Im Vergleich zur vergangenen Bundestagswahl hat die CSU im Landkreis sieben Prozentpunkte eingebüßt, das spiegelt sich auch in Wolfratshausen wider, Edmund Stoibers Heimatstadt, die zu seiner Zeit als Ministerpräsident noch mit ein Garant für die absolute Mehrheit war. Jetzt stehen da 30,7 Prozent, ein Ergebnis noch unter dem Kreisdurchschnitt. Für Günther Eibl zeigt das Ergebnis den "allgemeinen politischen Trend" auf - und die falsche Kandidatenwahl der Union. Die bayerische Bevölkerung hätte sich Markus Söder statt Armin Laschet gewünscht, sagt der stellvertretender Ortsverbandsvorsitzende und Zweite Bürgermeister. "Das muss man ganz klar sagen." Der bayerische Ministerpräsident habe in der Coronakrise Führungsstärke bewiesen, sagt Eibl. Er ist überzeugt, dass Söder bundesweit den Unterschied gemacht hätte. "Mit ihm wären wir sicherlich über 30 Prozent gekommen." Nun gebe es "einen Wählerauftrag", sagt Eibl und fügt hinzu: "Ab und zu ist es nicht schlecht, auch mal in die Opposition zu gehen und sich neu aufzustellen."

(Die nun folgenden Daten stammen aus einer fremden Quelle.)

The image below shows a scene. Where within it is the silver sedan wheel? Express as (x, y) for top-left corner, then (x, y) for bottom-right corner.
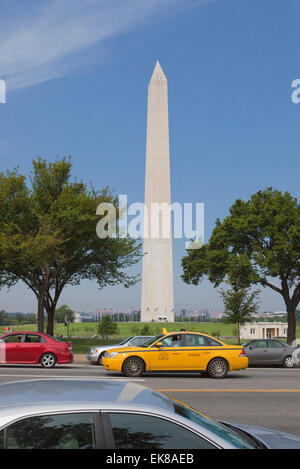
(123, 357), (144, 376)
(207, 358), (228, 378)
(40, 353), (56, 368)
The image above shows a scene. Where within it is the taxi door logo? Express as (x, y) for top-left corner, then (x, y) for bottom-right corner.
(158, 352), (169, 360)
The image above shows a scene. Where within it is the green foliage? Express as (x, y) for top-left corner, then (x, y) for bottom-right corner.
(98, 314), (118, 337)
(0, 158), (141, 334)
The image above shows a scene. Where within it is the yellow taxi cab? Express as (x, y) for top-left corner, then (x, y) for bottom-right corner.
(102, 329), (248, 378)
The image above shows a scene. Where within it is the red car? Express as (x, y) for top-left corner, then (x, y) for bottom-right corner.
(0, 332), (73, 368)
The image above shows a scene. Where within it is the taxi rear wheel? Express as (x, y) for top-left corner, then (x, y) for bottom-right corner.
(207, 358), (228, 379)
(97, 352), (105, 366)
(123, 357), (145, 377)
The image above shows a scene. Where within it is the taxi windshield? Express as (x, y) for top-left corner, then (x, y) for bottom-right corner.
(140, 334), (165, 347)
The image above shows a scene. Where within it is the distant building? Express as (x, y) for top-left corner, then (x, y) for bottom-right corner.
(240, 322), (288, 339)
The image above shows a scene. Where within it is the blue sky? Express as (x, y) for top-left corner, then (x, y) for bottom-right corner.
(0, 0), (300, 311)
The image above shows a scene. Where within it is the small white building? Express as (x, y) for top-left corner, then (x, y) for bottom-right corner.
(240, 322), (288, 339)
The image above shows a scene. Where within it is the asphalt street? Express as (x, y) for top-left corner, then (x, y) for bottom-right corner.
(0, 364), (300, 437)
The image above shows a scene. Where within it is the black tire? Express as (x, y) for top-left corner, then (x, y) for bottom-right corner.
(97, 352), (105, 366)
(207, 358), (228, 379)
(40, 352), (57, 368)
(122, 357), (145, 378)
(282, 355), (295, 368)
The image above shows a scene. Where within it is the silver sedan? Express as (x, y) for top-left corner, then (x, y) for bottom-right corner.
(243, 339), (300, 368)
(86, 335), (152, 365)
(0, 379), (300, 448)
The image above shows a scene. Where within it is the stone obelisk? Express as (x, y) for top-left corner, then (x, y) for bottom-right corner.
(141, 61), (174, 322)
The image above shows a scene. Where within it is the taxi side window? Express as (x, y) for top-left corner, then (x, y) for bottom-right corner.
(185, 334), (206, 347)
(160, 334), (182, 347)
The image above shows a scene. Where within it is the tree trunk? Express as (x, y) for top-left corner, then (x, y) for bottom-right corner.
(37, 289), (45, 332)
(47, 303), (56, 335)
(287, 303), (297, 345)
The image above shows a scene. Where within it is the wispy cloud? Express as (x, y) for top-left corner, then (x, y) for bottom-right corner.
(0, 0), (212, 90)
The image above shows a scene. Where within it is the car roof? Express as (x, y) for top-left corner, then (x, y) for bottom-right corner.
(0, 378), (174, 412)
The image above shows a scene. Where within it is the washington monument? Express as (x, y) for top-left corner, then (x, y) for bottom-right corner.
(141, 61), (174, 322)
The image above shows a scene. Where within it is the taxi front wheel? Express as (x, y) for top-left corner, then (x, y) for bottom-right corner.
(207, 358), (228, 379)
(123, 357), (145, 377)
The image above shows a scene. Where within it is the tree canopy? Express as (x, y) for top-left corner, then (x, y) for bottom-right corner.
(0, 157), (142, 334)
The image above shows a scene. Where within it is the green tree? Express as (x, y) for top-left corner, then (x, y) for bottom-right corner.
(98, 314), (118, 337)
(182, 188), (300, 344)
(54, 305), (75, 323)
(0, 158), (141, 335)
(141, 324), (152, 335)
(219, 288), (260, 344)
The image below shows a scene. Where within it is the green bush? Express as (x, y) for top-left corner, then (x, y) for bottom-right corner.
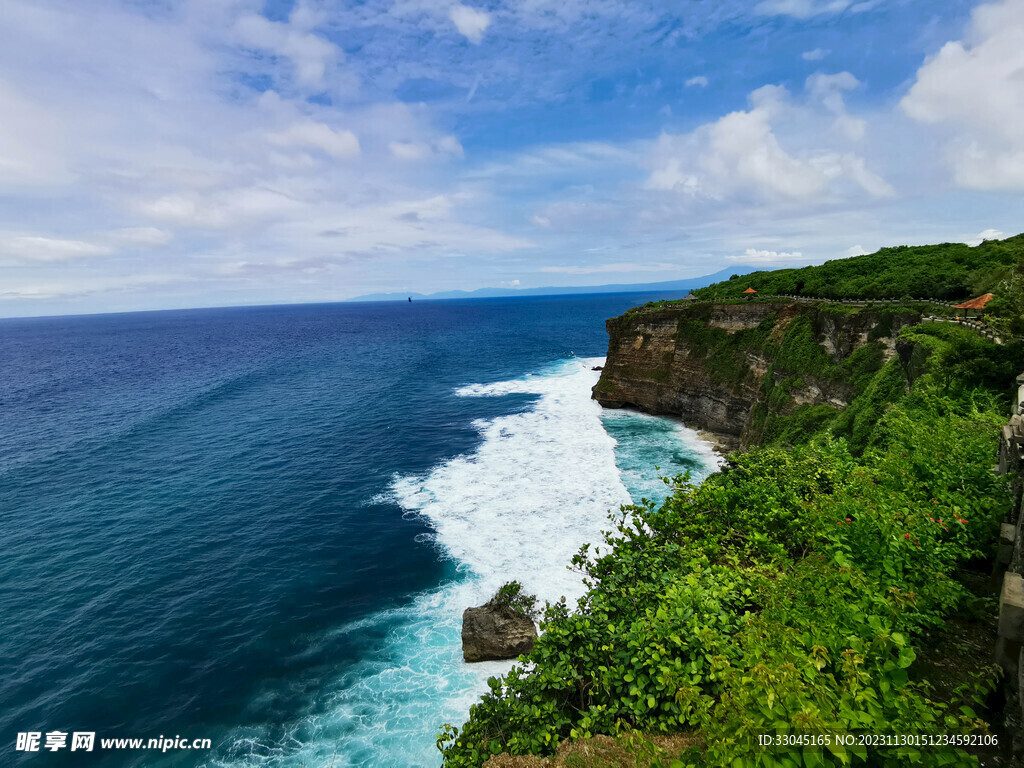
(487, 582), (541, 622)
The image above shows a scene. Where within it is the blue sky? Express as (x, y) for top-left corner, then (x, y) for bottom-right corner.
(0, 0), (1024, 316)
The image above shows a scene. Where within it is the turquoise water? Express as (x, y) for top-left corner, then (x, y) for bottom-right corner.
(0, 296), (715, 766)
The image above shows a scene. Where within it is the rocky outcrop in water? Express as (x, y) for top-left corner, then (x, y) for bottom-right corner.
(462, 602), (537, 662)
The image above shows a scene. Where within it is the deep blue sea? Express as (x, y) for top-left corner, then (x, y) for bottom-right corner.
(0, 294), (716, 768)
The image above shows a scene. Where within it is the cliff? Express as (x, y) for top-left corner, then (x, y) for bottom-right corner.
(593, 301), (921, 446)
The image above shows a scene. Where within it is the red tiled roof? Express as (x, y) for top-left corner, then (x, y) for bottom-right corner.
(953, 293), (995, 309)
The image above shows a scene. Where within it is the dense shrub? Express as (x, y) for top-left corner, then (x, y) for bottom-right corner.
(694, 234), (1024, 303)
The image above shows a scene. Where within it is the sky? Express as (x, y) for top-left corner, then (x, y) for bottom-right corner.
(0, 0), (1024, 316)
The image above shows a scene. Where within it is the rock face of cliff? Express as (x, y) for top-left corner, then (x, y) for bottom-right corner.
(593, 302), (920, 445)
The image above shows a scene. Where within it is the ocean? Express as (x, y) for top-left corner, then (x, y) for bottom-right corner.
(0, 294), (717, 768)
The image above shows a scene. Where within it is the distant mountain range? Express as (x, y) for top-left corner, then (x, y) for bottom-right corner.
(348, 265), (759, 301)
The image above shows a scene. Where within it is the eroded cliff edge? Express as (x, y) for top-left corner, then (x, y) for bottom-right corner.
(593, 301), (921, 446)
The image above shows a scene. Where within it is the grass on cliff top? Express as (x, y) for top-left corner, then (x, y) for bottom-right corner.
(693, 234), (1024, 300)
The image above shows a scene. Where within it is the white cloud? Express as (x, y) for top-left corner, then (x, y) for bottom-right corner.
(0, 234), (113, 262)
(541, 262), (679, 274)
(646, 84), (893, 203)
(234, 10), (342, 89)
(102, 226), (174, 246)
(804, 72), (867, 141)
(388, 136), (463, 160)
(900, 0), (1024, 190)
(449, 3), (490, 45)
(755, 0), (851, 18)
(726, 248), (804, 266)
(967, 229), (1007, 248)
(267, 120), (360, 159)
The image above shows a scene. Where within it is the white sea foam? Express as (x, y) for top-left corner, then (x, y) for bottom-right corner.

Bei der politischen Konkurrenz sieht man es gerne, das CSU-Politiker jetzt auch wieder das Wort Opposition im Mund führen. Die Vormachtstellung der CSU sei auch in der Region stark angeschlagen, sagt der SPD-Kreisvorsitzende Klaus Barthel. Nur noch gut 40 Prozent der Erst- und nur knapp über 30 Prozent bei den Zweitstimmen - "das ist angesichts der früheren 60-Prozent-Ergebnisse ein enormer Vertrauensverlust", sagt Barthel, der mit dem Abschneiden seiner SPD sehr zufrieden ist. Direktkandidat Hannes Gräbner hat den Einzug über die Landesliste schließlich nur um zwei Plätze verpasst. Ein paar Prozent mehr und das nächste Mal reicht es vielleicht wieder für einen SPD-Abgeordneten aus dem Wahlkreis 223. Daraus könne die SPD durchaus ein "neues Selbstbewusstsein" ziehen, sagt Barthel.

Mit 13,5 Prozent im Wahlkreis hat die SPD freilich immer noch eines der zehn schlechtesten Ergebnisse unter den Wahlkreisen in Bayern eingefahren. Es sei aber auch nichts Neues, dass Bad Tölz-Wolfratshausen keine SPD-Hochburg sei, sagt Barthel. Für einen Aufarbeitungsworkshop wie bei der CSU sieht man bei den Roten jedenfalls keinen Grund. Im Gegenteil: "Vor einem halben Jahr hätte noch keiner einen Pfifferling auf uns gesetzt", sagt Barthel. Doch bei der zunehmenden Zersplitterung der Parteienlandschaft sei nun plötzlich auch für die SPD wieder alles drin.